CPM Homework Help : CALC3RD Problem 8-35

Is there a $c$ in the interval $[0, 1]$ for $f (x) = x^2 - x$ where $f ^\prime(c) = 0$ ? Justify your answer.

Hint:

If $f(x)$ is continuous AND differentiable on the given domain, then the Mean Value Theorem will apply.

The Mean Value Theorem

The Mean Value Theorem for Integrals

If $f$ is continuous on $[a, b]$ , then there exists at least one point $x = c$ in $\left(a, b\right)$ such that $\frac { 1 } { b - a } \int _ { a } ^ { b } f ( x ) d x= f(c)$ .

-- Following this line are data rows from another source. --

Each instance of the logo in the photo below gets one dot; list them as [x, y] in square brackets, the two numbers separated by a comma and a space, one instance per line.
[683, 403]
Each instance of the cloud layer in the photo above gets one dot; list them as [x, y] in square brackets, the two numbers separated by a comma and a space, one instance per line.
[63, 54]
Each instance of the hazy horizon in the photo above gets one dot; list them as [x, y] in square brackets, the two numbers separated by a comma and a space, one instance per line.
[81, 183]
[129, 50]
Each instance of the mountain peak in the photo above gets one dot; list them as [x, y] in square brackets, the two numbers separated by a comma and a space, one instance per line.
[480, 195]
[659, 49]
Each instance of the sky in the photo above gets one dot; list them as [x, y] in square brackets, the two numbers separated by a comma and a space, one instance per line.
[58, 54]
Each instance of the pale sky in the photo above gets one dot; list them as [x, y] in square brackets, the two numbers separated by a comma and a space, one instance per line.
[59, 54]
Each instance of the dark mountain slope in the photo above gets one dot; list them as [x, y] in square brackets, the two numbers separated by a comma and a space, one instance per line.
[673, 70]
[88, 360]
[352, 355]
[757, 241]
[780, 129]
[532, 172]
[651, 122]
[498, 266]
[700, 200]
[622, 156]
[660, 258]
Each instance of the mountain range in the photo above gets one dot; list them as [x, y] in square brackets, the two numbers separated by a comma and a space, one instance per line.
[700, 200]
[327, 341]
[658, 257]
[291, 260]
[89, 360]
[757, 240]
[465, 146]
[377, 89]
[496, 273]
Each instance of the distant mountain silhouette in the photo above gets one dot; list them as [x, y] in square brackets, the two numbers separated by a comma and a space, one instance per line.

First quadrant, bell curve labeled, f of x, left end point on the y axis, labeled, a, right end point labeled, b, dashed horizontal segment, about 1 fourth up from x axis to peak, labeled average, & shaded rectangle between, A & b, segment & x axis, & circled points where the curve intersects the dashed segment, corresponding to tick marks on x axis, labeled, c subscript 1 & c subscript 2.

The Mean Value Theorem for Derivatives

If $F$ is continuous on $[a, b]$ and differentiable on $\left(a, b\right)$ , then there exists at least one point $x = c$ in $\left(a, b\right)$ such that $F ^ { \prime } ( c ) = \frac { F ( b ) - F ( a ) } { b - a } = f ( c )$ .